Tyrrell directs the production, casting it with local performers he has been closely associated with over the years. With a close-cropped gray coif, Dimon is particularly apt as Doris, amusingly puzzled by the eccentric strangers she meets, pragmatic at all times if unsure what lies ahead, rationalizing her actions which, after all, do amount to kidnapping. Small is not a very versatile actor, but when the role is right for him, as it is with cranky Frank, he shines.
The supporting players are all a stitch, especially Fridh as a vegan butcher and supremely difficult Izzy and Stabile doing quick-changes between an understanding, but increasingly exasperated cop and Izzy’s husband Gerard, overly eager to make peace between parents and daughter. Also delicious is Gioia as a play-the-angles Floridian and a spaced-out tour guide at the Truman Little White House in Key West.
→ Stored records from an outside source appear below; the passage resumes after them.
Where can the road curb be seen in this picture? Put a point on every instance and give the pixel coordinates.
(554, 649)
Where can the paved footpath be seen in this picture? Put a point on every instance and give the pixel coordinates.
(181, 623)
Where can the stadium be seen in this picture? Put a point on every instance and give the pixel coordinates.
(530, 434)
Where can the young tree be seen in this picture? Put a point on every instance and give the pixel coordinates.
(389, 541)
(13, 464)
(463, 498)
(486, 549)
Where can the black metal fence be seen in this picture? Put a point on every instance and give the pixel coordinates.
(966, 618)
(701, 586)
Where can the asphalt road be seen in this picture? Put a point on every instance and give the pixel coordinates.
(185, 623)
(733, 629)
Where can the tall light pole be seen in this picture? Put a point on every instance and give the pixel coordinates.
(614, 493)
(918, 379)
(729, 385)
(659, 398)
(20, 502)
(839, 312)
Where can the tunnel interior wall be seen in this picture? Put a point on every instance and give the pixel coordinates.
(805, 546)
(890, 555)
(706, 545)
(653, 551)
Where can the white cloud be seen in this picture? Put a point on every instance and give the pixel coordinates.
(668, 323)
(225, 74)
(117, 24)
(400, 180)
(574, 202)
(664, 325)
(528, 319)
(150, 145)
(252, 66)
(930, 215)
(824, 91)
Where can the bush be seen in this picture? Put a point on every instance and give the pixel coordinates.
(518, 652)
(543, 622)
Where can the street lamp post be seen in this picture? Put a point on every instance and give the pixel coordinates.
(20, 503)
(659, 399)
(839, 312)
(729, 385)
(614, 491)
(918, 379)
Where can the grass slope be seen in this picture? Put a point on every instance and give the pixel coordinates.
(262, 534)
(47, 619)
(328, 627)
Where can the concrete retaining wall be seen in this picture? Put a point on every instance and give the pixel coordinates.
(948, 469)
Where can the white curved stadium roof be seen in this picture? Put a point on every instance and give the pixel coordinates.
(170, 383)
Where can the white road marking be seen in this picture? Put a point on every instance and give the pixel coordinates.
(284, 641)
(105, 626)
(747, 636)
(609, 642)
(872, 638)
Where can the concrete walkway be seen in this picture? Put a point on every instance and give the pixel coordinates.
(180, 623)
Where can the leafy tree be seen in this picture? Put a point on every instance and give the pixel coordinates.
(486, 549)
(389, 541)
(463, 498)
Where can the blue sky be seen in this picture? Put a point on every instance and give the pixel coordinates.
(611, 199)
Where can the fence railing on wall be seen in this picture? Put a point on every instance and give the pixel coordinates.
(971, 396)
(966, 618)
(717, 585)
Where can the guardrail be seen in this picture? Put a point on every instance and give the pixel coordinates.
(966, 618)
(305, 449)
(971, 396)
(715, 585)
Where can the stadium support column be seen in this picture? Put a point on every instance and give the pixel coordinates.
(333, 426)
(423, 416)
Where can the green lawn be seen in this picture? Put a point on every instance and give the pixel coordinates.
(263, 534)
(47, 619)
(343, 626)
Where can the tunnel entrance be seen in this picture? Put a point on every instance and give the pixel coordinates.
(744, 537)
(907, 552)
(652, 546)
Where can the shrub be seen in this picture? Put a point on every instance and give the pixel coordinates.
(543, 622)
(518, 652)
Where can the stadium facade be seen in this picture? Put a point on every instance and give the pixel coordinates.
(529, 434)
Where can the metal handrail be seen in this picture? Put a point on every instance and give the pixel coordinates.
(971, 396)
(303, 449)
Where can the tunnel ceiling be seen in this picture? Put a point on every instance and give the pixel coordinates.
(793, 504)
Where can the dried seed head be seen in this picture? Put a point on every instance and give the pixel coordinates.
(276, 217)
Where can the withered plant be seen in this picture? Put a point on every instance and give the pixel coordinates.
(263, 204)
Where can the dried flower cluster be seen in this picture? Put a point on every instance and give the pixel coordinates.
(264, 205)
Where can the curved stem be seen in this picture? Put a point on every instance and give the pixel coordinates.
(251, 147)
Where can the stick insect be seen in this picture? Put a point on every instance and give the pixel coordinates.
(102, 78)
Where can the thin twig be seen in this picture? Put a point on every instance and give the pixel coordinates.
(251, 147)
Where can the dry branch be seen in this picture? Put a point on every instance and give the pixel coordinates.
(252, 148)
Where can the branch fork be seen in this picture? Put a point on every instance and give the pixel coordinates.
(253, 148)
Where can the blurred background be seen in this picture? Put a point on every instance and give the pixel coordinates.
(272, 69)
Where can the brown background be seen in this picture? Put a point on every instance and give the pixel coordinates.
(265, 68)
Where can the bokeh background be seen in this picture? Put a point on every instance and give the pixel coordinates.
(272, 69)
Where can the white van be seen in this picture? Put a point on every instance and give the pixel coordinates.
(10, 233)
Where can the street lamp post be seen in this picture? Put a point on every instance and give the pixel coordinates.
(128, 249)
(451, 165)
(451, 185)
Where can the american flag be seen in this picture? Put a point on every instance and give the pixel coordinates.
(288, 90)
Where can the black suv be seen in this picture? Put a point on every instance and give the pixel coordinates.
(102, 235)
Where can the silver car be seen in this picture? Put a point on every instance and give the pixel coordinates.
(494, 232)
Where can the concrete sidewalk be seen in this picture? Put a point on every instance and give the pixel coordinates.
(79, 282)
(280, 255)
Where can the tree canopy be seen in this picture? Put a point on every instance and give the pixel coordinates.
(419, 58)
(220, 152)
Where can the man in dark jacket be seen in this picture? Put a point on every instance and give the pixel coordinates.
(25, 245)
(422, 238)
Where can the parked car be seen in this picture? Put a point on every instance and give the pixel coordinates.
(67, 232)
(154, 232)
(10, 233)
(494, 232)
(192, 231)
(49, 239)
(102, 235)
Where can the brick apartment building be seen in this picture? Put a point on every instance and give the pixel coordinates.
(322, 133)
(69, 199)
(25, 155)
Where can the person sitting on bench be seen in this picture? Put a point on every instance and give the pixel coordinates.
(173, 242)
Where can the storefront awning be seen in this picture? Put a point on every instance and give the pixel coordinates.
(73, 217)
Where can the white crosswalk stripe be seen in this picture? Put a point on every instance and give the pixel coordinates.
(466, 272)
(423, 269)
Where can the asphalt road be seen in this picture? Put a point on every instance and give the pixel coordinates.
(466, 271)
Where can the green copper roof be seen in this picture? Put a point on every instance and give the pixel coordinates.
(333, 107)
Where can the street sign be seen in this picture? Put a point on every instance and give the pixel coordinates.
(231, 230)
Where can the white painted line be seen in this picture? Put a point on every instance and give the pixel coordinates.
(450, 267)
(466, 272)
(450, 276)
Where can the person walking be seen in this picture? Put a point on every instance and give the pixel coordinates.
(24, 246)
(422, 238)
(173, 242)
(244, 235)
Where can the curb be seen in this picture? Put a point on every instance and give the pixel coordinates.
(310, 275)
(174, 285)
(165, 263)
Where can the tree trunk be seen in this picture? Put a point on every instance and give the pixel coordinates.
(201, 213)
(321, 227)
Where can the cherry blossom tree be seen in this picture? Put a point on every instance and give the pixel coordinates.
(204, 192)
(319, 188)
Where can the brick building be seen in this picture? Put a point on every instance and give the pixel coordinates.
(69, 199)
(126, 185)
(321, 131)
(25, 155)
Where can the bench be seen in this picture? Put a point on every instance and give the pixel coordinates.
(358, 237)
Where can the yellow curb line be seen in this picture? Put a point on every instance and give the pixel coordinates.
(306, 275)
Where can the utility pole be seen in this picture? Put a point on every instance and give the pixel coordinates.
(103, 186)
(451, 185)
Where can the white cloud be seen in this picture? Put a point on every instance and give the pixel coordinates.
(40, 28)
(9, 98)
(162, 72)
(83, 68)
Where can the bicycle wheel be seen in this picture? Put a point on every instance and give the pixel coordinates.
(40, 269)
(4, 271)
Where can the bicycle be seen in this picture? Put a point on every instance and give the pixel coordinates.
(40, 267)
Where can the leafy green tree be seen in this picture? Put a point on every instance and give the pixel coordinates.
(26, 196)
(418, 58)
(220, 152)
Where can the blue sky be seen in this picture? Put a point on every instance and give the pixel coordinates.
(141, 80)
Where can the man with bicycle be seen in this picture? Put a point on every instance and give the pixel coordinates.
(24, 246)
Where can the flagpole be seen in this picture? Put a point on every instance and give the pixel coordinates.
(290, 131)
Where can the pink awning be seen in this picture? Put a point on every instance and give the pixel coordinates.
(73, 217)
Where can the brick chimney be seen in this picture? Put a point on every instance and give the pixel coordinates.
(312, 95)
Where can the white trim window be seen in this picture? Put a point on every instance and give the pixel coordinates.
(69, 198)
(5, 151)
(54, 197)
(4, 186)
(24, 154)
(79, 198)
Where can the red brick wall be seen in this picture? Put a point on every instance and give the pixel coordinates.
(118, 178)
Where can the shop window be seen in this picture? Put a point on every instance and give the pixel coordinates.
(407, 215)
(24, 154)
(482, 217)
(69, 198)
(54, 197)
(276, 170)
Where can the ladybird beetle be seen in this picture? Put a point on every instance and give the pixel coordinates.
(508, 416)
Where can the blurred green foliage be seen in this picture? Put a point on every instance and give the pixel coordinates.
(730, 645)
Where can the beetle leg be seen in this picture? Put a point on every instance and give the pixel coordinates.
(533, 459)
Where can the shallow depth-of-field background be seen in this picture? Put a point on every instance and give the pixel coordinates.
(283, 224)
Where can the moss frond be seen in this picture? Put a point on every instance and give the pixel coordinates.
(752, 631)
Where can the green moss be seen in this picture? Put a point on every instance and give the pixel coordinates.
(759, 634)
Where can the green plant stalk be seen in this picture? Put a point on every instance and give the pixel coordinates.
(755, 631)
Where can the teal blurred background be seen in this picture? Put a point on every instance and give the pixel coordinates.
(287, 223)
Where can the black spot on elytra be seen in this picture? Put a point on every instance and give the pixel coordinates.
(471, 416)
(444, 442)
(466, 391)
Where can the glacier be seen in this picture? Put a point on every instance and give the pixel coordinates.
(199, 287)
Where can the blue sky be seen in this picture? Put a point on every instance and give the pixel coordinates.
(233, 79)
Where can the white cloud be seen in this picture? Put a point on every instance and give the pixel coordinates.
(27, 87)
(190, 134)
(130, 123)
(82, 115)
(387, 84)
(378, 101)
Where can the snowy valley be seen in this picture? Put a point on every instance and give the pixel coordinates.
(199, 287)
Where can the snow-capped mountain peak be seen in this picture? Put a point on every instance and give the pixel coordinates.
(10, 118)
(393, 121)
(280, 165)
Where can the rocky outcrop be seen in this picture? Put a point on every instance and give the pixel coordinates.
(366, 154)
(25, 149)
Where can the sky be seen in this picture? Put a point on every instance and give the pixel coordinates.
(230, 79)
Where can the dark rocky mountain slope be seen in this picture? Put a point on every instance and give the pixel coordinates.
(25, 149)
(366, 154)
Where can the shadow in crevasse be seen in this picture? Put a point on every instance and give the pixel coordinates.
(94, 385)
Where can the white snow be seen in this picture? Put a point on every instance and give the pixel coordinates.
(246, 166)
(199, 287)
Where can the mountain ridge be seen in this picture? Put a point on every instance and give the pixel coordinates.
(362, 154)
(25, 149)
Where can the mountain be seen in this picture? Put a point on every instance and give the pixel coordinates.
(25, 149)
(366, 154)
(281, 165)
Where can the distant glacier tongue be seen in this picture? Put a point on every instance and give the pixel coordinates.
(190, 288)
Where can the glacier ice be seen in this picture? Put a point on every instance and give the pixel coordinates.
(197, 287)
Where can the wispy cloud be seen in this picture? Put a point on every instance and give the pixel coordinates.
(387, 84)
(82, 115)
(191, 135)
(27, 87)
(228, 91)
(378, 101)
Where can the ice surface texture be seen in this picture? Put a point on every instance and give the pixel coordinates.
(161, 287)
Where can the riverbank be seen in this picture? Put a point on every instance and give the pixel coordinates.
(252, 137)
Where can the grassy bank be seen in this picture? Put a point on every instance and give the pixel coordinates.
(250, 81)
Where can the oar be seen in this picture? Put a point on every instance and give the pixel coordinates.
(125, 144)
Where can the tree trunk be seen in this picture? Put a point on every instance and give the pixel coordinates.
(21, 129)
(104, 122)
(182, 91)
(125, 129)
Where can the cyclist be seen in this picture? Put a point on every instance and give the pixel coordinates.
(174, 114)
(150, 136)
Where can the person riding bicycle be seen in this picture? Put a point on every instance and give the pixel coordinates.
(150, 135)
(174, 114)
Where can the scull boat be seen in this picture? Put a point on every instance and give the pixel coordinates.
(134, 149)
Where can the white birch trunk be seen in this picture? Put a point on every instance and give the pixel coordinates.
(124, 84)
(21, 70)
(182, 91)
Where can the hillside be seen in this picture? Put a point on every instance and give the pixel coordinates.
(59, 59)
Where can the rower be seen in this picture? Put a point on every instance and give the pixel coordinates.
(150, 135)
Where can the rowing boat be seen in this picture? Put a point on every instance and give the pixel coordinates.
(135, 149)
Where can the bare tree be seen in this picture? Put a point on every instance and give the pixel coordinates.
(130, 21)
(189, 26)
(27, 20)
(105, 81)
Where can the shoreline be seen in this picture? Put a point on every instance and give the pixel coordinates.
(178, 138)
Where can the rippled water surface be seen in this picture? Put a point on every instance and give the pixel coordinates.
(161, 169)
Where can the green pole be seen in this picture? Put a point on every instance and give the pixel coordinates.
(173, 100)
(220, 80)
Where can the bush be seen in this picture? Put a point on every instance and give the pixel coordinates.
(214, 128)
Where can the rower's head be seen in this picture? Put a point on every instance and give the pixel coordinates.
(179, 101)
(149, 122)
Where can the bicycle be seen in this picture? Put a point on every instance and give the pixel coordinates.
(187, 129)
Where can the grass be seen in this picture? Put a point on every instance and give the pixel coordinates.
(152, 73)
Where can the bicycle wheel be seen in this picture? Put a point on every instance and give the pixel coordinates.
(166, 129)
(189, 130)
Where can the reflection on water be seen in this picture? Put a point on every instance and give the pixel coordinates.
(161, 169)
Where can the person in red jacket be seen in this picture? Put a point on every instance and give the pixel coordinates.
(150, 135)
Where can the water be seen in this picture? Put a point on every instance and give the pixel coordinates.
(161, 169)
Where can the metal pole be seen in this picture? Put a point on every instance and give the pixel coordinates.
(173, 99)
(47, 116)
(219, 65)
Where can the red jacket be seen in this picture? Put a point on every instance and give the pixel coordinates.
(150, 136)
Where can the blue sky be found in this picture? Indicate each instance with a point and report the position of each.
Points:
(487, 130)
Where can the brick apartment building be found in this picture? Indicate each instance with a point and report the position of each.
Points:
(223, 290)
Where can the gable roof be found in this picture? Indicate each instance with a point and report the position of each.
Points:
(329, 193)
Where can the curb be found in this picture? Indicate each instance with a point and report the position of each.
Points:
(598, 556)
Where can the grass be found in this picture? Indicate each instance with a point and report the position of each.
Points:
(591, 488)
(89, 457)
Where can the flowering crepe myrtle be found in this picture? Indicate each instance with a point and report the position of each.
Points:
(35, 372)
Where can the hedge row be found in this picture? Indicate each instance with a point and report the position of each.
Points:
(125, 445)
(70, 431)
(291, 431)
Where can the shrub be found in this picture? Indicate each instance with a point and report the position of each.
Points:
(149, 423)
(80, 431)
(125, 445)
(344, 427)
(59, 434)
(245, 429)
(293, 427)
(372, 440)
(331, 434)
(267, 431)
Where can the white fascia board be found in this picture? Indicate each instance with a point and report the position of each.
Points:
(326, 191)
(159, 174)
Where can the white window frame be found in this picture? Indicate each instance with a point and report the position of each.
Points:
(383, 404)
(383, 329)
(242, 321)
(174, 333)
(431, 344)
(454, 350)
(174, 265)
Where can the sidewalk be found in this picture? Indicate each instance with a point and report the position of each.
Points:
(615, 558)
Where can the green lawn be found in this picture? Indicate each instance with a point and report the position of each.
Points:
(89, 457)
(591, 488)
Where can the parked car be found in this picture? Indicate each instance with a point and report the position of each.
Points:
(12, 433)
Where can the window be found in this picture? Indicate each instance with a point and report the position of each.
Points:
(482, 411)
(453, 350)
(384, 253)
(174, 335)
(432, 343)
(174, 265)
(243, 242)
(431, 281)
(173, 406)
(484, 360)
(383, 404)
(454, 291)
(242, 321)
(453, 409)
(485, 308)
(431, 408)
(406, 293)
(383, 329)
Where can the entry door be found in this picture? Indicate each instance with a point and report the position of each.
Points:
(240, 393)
Scenic designer Michael McClain does a lot with the cramped quarters of Theatre Lab’s space, rolling out set pieces from behind a slide-away Florida postcard background. Dawn C. Shamburger’s costumes are regional gems and Matt Corey’s sound helps to situate the on-the-move action.
In a larger, less design-limited theater, Most Wanted would probably be able to breathe a bit more, but Tyrrell’s production puts the emphasis on the words, as he has for over a quarter-century. Here’s hoping his world premiere of the play fosters others to mount it, and here’s hoping it encourages Sagal to get back to writing plays.
MOST WANTED, FAU Theatre Lab, Parliament Hall, 777 Glades Road, Florida Atlantic University campus, Boca Raton. Through Sunday, Dec. 17. $35. 561-297-6124.